• 2018 Joint Cerebrovascular Section Update

    Author: Clemens Schirmer

    The AANS/CNS Joint Section on Cerebrovascular Surgery is closing out 2018 with ongoing vitality, continuing to lead in the field of cerebrovascular surgery with engagement from its members. During the past year, the Section has represented the neurosurgical community, not only within the AANS and CNS. Representation to other bodies and collaboration with other stakeholders and societies in the neurovascular space continue to be a focal point: Along with representatives from SNIS and SVIN a number of members of the Section worked on a model for a stroke delivery that was used to respond to a request for applications from the Center for Medicare and Medicaid Innovation (CMMI).

    When the FDA recently called for a meeting of Neurological Devices Advisory Panel on Intracranial Aneurysm Treatment, the entire leadership of the section offered to represent our members and patients on this important matter, submitting a request to present and discuss alternatives to prospective randomized controlled trials such as use of registry data and post-market approval data collection efforts that would continue to allow of devices and therapies to benefit patients sooner. In addition, the presentation addressed surgical treatment options for unruptured, smaller (under 7mm) aneurysms, for appropriately selected higher-risk patients, including but not limited to younger patients with strong family histories of ruptured aneurysms. This will again highlight the importance of participating in the Quality Outcomes Database cerebrovascular module as a critical tool in the evaluation of tracking and improving outcomes and quality. We now have around 3,000 patients enrolled, across multiple centers, with more centers joining every month.
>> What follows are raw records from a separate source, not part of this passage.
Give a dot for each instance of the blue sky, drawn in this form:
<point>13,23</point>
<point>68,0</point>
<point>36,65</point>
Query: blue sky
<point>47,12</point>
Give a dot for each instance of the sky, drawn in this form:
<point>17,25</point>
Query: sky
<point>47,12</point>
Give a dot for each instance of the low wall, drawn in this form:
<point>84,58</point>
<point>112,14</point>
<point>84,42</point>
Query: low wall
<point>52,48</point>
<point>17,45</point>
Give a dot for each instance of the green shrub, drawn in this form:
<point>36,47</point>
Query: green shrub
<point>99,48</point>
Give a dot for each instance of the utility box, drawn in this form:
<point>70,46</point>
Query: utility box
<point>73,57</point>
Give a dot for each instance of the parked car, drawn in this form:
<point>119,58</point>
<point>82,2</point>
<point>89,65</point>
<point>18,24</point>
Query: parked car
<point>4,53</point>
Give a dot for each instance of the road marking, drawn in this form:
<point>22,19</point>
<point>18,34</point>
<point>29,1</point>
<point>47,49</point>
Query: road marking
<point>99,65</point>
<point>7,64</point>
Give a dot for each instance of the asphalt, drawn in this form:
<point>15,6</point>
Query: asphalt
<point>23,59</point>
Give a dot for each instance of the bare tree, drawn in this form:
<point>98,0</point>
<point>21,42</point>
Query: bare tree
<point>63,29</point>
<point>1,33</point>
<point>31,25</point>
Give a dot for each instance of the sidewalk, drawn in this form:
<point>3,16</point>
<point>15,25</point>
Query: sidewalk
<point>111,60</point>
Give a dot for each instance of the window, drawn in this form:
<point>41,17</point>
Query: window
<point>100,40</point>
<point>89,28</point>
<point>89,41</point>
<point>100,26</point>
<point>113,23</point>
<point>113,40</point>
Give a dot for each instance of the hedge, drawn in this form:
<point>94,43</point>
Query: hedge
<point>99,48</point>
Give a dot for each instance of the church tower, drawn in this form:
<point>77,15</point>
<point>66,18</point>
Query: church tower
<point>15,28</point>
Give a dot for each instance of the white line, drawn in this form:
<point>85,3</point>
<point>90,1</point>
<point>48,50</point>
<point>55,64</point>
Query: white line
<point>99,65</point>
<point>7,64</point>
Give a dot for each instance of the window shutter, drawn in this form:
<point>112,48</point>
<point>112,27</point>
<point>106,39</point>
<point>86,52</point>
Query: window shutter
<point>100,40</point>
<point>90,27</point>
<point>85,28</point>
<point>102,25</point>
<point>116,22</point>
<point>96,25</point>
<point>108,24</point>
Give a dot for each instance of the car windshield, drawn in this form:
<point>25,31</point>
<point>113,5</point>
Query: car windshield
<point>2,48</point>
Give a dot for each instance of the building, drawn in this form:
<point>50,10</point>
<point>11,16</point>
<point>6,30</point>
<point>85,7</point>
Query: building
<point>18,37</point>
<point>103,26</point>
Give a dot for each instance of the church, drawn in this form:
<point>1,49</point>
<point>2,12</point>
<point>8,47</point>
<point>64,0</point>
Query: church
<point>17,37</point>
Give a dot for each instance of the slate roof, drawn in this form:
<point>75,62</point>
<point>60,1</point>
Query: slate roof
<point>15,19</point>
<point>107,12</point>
    The section is open to and remains a vibrant resource across the entire lifecycle of cerebrovascular specialist, and we seek to offer value to all members, ranging from trainees who will benefit from the fellows' course during the upcoming meeting, to the now known CAST training selected patients to receive the benefit an expanded treatment time window up to 24 hours after onset of symptoms. Along with that comes the perhaps not surprising realization that cerebrovascular surgery as a whole has entered an era where treatment plans and practices are founded on solid evidence and risk and benefit can be better than ever defined when discussing potentially life-altering surgery or intervention with our patients. We saw new high-level evidence spanning the field from coiling to stenting and are looking forward to results in the treatment of intracerebral hemorrhage.
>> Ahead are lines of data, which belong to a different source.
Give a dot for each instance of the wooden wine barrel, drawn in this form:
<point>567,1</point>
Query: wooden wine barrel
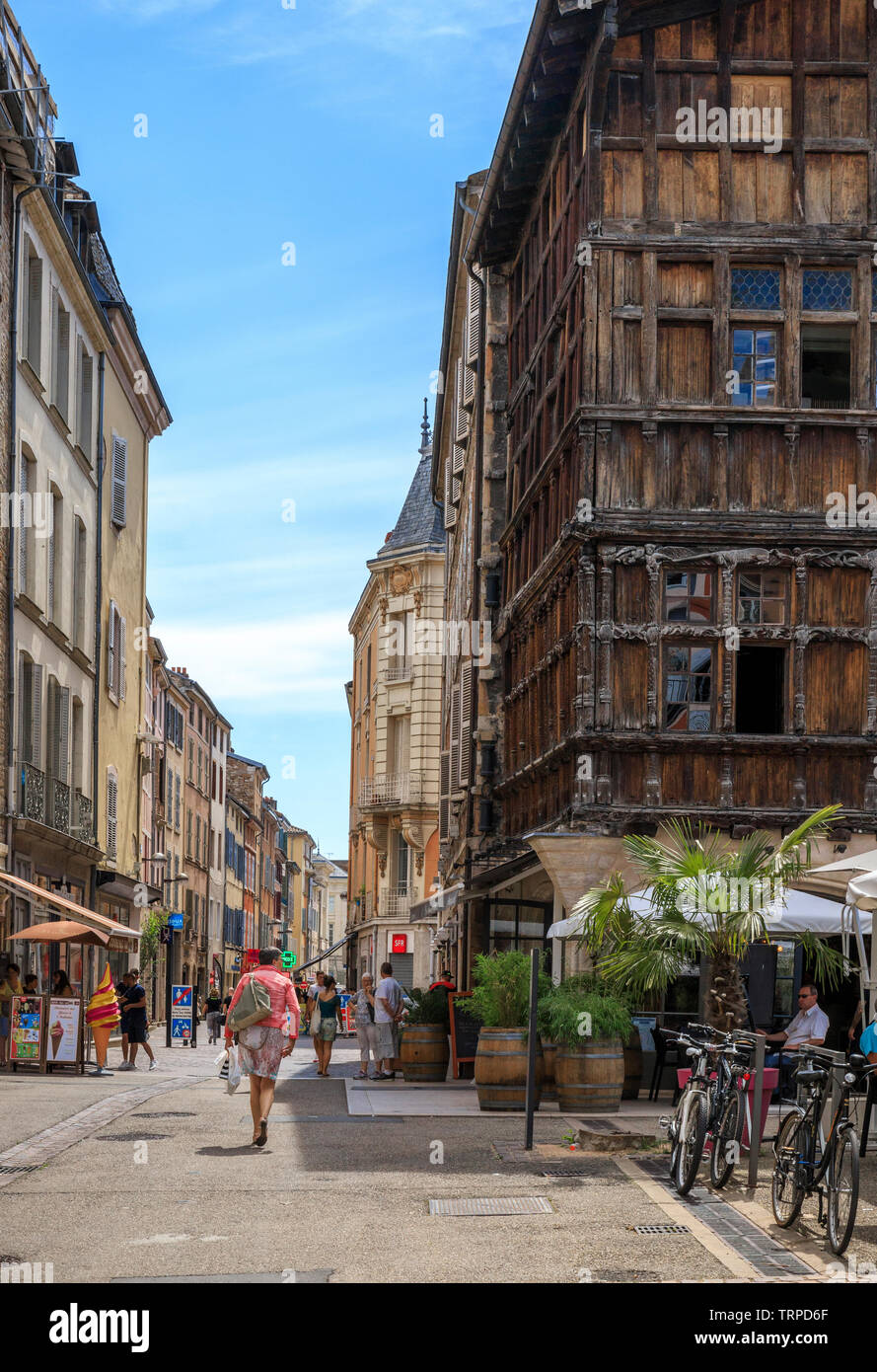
<point>633,1066</point>
<point>591,1079</point>
<point>549,1051</point>
<point>425,1052</point>
<point>500,1069</point>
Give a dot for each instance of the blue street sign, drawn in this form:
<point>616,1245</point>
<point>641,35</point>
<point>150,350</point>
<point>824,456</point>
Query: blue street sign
<point>182,1013</point>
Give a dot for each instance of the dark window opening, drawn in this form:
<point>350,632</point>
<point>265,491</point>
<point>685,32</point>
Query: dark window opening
<point>761,688</point>
<point>825,366</point>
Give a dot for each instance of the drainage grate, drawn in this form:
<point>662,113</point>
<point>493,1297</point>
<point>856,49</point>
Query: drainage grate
<point>165,1114</point>
<point>661,1228</point>
<point>130,1138</point>
<point>492,1205</point>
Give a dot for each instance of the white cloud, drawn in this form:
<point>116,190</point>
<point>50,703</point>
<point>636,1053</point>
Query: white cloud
<point>288,665</point>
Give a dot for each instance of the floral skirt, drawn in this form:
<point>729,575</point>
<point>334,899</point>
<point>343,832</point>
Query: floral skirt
<point>260,1050</point>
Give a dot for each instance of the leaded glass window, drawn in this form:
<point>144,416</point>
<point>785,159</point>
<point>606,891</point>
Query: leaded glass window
<point>827,289</point>
<point>756,364</point>
<point>689,597</point>
<point>689,690</point>
<point>761,598</point>
<point>754,288</point>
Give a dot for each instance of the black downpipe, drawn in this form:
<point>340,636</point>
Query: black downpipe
<point>11,545</point>
<point>478,605</point>
<point>98,609</point>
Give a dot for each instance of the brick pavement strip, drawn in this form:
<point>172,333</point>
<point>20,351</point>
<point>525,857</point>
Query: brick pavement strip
<point>44,1146</point>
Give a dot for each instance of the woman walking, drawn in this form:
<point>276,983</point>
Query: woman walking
<point>263,1044</point>
<point>325,1023</point>
<point>366,1028</point>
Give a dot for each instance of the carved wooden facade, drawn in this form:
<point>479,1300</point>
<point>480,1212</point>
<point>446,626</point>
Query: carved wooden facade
<point>691,390</point>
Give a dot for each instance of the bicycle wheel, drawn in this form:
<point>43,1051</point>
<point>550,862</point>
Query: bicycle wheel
<point>691,1143</point>
<point>787,1188</point>
<point>842,1189</point>
<point>726,1140</point>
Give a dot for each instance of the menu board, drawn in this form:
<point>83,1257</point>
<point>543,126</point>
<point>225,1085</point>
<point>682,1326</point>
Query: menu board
<point>63,1020</point>
<point>465,1030</point>
<point>27,1029</point>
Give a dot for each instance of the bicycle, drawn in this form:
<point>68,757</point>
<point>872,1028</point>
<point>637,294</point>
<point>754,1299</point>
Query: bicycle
<point>805,1158</point>
<point>711,1105</point>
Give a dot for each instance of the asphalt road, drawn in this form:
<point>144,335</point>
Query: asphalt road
<point>170,1187</point>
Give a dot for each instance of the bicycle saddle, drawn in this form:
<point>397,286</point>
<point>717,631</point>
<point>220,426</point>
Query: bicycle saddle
<point>810,1076</point>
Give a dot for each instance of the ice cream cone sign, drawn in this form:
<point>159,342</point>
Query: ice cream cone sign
<point>102,1016</point>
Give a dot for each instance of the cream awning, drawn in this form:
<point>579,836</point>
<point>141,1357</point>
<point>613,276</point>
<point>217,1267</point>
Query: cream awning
<point>101,924</point>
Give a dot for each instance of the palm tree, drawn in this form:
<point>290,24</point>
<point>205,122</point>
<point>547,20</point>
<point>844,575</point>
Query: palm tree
<point>706,899</point>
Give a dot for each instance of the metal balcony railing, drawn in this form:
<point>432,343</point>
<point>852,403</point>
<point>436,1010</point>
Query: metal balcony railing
<point>59,805</point>
<point>34,794</point>
<point>391,789</point>
<point>397,904</point>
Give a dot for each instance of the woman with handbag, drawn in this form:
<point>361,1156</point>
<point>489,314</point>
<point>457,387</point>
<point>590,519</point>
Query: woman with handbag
<point>264,1016</point>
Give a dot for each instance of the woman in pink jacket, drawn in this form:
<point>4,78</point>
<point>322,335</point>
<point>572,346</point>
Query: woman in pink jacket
<point>264,1043</point>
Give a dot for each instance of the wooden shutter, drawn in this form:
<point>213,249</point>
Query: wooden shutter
<point>462,418</point>
<point>466,722</point>
<point>111,648</point>
<point>450,507</point>
<point>60,355</point>
<point>35,312</point>
<point>62,734</point>
<point>444,802</point>
<point>22,526</point>
<point>87,370</point>
<point>455,735</point>
<point>36,714</point>
<point>473,320</point>
<point>51,563</point>
<point>120,653</point>
<point>469,386</point>
<point>119,481</point>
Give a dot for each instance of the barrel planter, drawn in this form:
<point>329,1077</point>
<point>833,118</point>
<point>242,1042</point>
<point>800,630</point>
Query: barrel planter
<point>591,1077</point>
<point>633,1066</point>
<point>500,1069</point>
<point>549,1052</point>
<point>425,1052</point>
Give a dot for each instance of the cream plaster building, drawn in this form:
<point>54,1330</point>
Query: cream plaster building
<point>395,699</point>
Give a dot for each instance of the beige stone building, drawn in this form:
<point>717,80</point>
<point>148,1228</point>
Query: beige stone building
<point>399,641</point>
    At the same time, new and exciting opportunities lie ahead. The section continues to represent us as the only group of practitioners able to provide comprehensive care, bringing expertise ranging from radiosurgery to clipping of aneurysms to the table. If nothing else, we know that detractors pointing out any of these modalities are niches, bound to disappear and likely proven wrong within a short while.

    Dr. Ralph Dacey receiving the inaugural eponymous medal for cerebrovascular research at the 2018 annual meeting of the Cerebrovascular Section in Los Angeles, CA, pictured here with Past-Chair of the Section Dr. Greg Zipfel.

    Our next meeting in collaboration with SNIS will be in Honolulu, HI and the onus is on us to show and exchange ideas with colleagues from all over the world, especially with our colleagues from Japan who will hopefully take the opportunity to meet us in the middle of the Pacific Ocean.

    On the other end of the spectrum, the section created a newly named research medal for a body of collaborative cerebrovascular research. Dr. Ralph Dacey, the inaugural recipient, was presented with the medal at the annual meeting in 2018 and will lend the medal its name going forward.

    We also want to also highlight on a culture of giving in our section, having created an easy pathway that allows anyone to give money towards CV section activities using the charitable donation process through the CNS foundation or NREF foundation-either way earmarked and reserved for CV section activities. Robust giving will allow us to create the funds for more research and training activities for tomorrow which will directly influence the future of our profession and specialty.